Another change in Madame Loisel is that she learns humility. She lived the life of a spoiled and proud woman before the necklace, and sat at ever meal and "thought of dainty dinners, of shining silverware". She pines to be with great people, at great balls, and to have a great house. At the end though, she is just a person working hard to earn her bread. Only once in a while does she pine, but more maturely. Instead of moping and whining she thinks, "What would have happened if she had not lost that necklace? Who knows? who knows? How strange and changeful is life!" She thinks of it as a life lesson, and goes about her work. She is humbled by her experiences, and no longer the materialistic woman she used to be.

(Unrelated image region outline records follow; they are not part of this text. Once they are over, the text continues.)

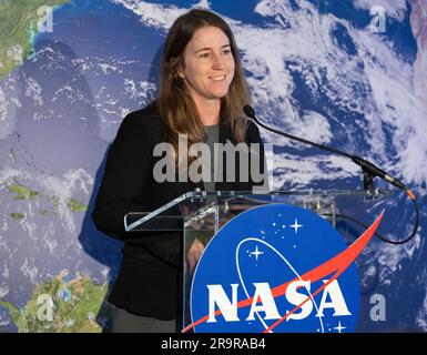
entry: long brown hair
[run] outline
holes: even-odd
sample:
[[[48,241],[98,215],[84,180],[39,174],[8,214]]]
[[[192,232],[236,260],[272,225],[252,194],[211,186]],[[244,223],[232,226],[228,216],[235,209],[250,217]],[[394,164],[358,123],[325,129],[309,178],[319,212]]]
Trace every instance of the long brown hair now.
[[[174,146],[177,163],[179,134],[186,134],[189,145],[203,142],[204,126],[196,105],[177,71],[184,68],[184,50],[200,28],[213,26],[228,38],[234,58],[234,78],[227,94],[221,100],[221,122],[228,122],[236,142],[244,142],[247,120],[243,106],[251,103],[251,94],[238,57],[237,45],[228,24],[217,14],[193,9],[179,17],[169,30],[160,75],[159,110],[166,125],[166,140]],[[194,158],[193,158],[194,159]],[[189,158],[189,162],[192,159]]]

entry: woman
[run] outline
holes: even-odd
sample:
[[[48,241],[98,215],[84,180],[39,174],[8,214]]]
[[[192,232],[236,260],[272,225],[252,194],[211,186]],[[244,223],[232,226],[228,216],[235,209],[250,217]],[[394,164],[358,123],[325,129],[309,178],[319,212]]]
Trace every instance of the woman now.
[[[153,174],[159,162],[155,145],[170,143],[176,171],[187,175],[194,158],[179,156],[180,134],[185,134],[189,146],[199,142],[262,145],[257,128],[243,115],[242,108],[250,102],[230,27],[205,10],[181,16],[165,40],[159,99],[123,120],[92,214],[100,231],[124,241],[121,270],[109,296],[115,306],[113,332],[175,332],[180,326],[182,235],[126,234],[124,215],[153,211],[196,187],[250,191],[254,184],[240,181],[238,173],[233,182],[159,182]]]

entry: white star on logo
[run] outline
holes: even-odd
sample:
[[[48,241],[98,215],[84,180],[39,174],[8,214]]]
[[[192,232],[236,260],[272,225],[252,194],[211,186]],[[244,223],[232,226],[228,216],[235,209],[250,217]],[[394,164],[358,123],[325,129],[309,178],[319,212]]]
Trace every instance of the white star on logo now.
[[[340,325],[340,321],[338,322],[338,325],[334,327],[334,329],[338,331],[338,333],[343,333],[342,331],[344,331],[345,328],[346,328],[345,326]]]
[[[251,252],[250,254],[251,254],[251,255],[255,255],[256,261],[258,261],[258,256],[260,256],[261,254],[264,254],[264,252],[260,252],[260,251],[258,251],[258,246],[256,245],[255,252]]]
[[[289,227],[294,229],[295,230],[295,234],[298,233],[298,229],[302,227],[303,224],[298,224],[298,220],[295,219],[295,223],[294,224],[291,224]]]

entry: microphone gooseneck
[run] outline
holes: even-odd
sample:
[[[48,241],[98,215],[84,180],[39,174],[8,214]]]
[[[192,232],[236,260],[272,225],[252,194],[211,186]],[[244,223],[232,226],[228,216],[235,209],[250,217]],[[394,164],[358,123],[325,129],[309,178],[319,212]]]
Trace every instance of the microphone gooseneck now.
[[[410,200],[413,201],[414,206],[415,206],[415,211],[416,211],[415,227],[414,227],[413,233],[407,239],[405,239],[403,241],[390,241],[390,240],[387,240],[386,237],[382,236],[378,233],[375,233],[375,234],[377,234],[380,237],[380,240],[383,240],[384,242],[387,242],[387,243],[390,243],[390,244],[404,244],[404,243],[408,242],[409,240],[411,240],[415,236],[415,234],[416,234],[416,232],[418,230],[418,223],[419,223],[418,203],[416,201],[415,194],[401,181],[399,181],[398,179],[387,174],[384,170],[379,169],[378,166],[376,166],[372,162],[369,162],[369,161],[367,161],[365,159],[362,159],[362,158],[359,158],[357,155],[353,155],[353,154],[349,154],[347,152],[340,151],[338,149],[335,149],[335,148],[332,148],[332,146],[328,146],[328,145],[318,144],[318,143],[305,140],[303,138],[299,138],[299,136],[296,136],[296,135],[293,135],[293,134],[289,134],[289,133],[285,133],[285,132],[272,129],[272,128],[265,125],[264,123],[262,123],[256,118],[255,110],[251,105],[248,105],[248,104],[246,104],[243,108],[243,112],[251,120],[255,121],[256,124],[261,125],[262,128],[264,128],[267,131],[271,131],[271,132],[274,132],[276,134],[283,135],[285,138],[288,138],[291,140],[295,140],[295,141],[298,141],[298,142],[312,145],[312,146],[316,146],[316,148],[322,149],[324,151],[328,151],[328,152],[332,152],[332,153],[335,153],[335,154],[338,154],[338,155],[346,156],[346,158],[350,159],[355,164],[360,166],[362,170],[363,170],[365,190],[373,190],[374,189],[373,176],[378,176],[378,178],[387,181],[392,185],[394,185],[394,186],[396,186],[398,189],[404,190],[408,194]],[[345,216],[343,216],[343,217],[345,217]],[[353,217],[348,217],[348,219],[352,220],[353,222],[356,222],[356,223],[360,224],[360,222],[355,221]]]

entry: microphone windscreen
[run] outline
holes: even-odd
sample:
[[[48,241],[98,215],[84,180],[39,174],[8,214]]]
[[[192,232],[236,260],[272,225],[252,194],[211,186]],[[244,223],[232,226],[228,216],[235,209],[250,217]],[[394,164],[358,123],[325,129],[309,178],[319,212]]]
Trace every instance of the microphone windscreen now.
[[[246,104],[244,108],[243,108],[243,112],[250,118],[250,119],[255,119],[255,110],[250,106],[248,104]]]

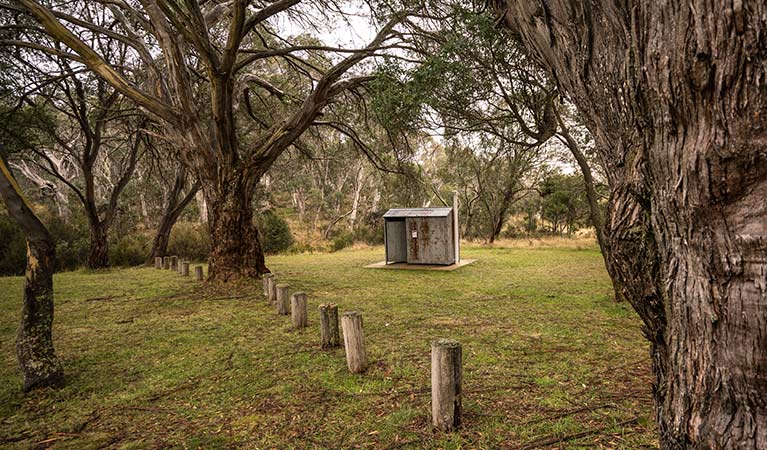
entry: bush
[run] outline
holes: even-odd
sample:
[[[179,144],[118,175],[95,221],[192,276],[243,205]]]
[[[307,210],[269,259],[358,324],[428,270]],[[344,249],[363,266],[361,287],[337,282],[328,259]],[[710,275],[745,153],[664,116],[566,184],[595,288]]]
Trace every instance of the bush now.
[[[333,236],[333,240],[330,242],[330,251],[337,252],[350,247],[352,244],[354,244],[354,235],[348,231],[341,231]]]
[[[70,220],[64,222],[58,215],[45,212],[40,219],[56,242],[56,270],[73,270],[85,264],[91,249],[90,229],[85,217],[73,213]]]
[[[288,223],[271,210],[258,215],[256,226],[264,253],[284,252],[293,244],[293,234]]]
[[[146,261],[152,238],[143,233],[122,236],[109,245],[110,266],[138,266]]]
[[[170,232],[168,254],[194,261],[204,261],[210,253],[208,227],[192,222],[177,222]],[[145,255],[149,254],[149,250]],[[146,256],[145,256],[146,257]]]
[[[354,240],[368,245],[382,245],[384,241],[383,227],[360,227],[354,233]]]

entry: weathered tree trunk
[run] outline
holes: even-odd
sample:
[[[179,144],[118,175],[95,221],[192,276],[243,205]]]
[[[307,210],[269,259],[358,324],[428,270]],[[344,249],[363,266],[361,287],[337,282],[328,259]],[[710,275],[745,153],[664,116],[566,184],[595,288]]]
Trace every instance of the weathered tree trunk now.
[[[109,229],[104,224],[91,224],[91,248],[86,263],[89,269],[109,267],[108,232]]]
[[[264,252],[253,223],[253,184],[235,179],[217,195],[206,192],[211,237],[208,279],[230,281],[268,273]]]
[[[494,6],[597,140],[661,448],[767,448],[767,4]]]
[[[5,161],[0,157],[0,195],[8,214],[27,238],[27,269],[16,355],[24,375],[24,391],[64,384],[64,371],[53,348],[53,271],[56,245],[48,230],[24,200]]]

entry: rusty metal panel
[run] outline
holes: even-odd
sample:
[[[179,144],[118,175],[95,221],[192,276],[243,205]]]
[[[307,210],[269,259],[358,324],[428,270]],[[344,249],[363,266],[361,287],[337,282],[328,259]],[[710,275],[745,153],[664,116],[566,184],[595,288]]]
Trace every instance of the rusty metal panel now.
[[[452,208],[393,208],[386,211],[384,219],[393,217],[447,217]]]
[[[411,264],[453,264],[452,215],[446,217],[408,217],[407,262]]]
[[[407,261],[407,235],[404,220],[386,220],[386,262]]]

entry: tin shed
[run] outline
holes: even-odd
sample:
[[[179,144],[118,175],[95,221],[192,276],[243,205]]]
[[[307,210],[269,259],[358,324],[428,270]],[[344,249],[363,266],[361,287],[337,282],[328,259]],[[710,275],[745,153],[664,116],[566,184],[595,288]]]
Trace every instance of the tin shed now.
[[[455,264],[460,260],[454,208],[398,208],[384,214],[386,263]]]

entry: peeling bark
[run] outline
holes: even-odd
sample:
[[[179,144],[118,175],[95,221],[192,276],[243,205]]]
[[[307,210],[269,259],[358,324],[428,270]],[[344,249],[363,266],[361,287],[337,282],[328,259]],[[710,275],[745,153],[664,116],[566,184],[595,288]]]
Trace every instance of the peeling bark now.
[[[661,448],[767,448],[767,5],[494,7],[597,140]]]
[[[253,223],[254,184],[234,176],[218,187],[203,183],[208,204],[211,251],[208,279],[233,281],[269,273]]]
[[[56,245],[26,203],[16,180],[0,158],[0,195],[8,214],[27,238],[24,302],[16,335],[16,355],[24,376],[24,391],[62,386],[64,371],[53,347],[53,271]]]

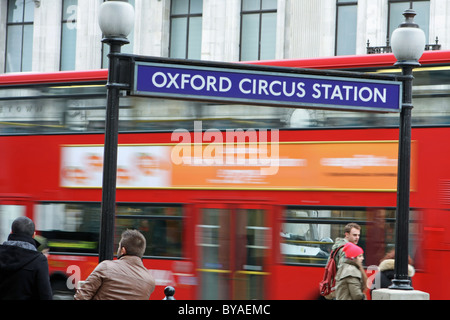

In "The Necklace" Madame Loisel's appearance is greatly altered as, in her pride, she refuses to tell her friend that she has lost the borrowed necklace. Instead she and her husband repay the "frightful debt" by M. Loisel's working nights. For ten years they work; doing all the housework, Mme. Loisel becomes "heavy, rough, harsh, like one of the poor. Her hair untended, her skirts askew, her hands red, her voice shrill...." No longer is there any trace of the "pretty and charming girl."
However, Madame Loisel has not changed in her attitude; she is still proud and values material things over spiritual ones. For, she does not demonstrate any gratitude to her husband for his sacrifices on her behalf. Just as she is ungrateful for his using the money he has saved for a rifle to buy the gown for the reception in the beginning of the story, she demonstrates no gratitude for his years of labor and sacrifice. It is only important to have the gown, or to earn the money to repay their debt on the diamond necklace.
When Mme. Loisel encounters her former friend from whom she has borrowed the fateful necklace, she approaches the lady, telling her proudly how she has replaced the borrowed necklace and paid for it:
Mme. Forestier stopped short. 'You mean to say you bought a diamond necklace to replace mine?'
'Yes.You never noticed, then? They were quite alike.'
And she [Mme. Loisel] smiled with proud and simple joy.
To the end Mme. Loisel tragically retains the perverse pride she has in valuing the wrong things, one of which is "only paste."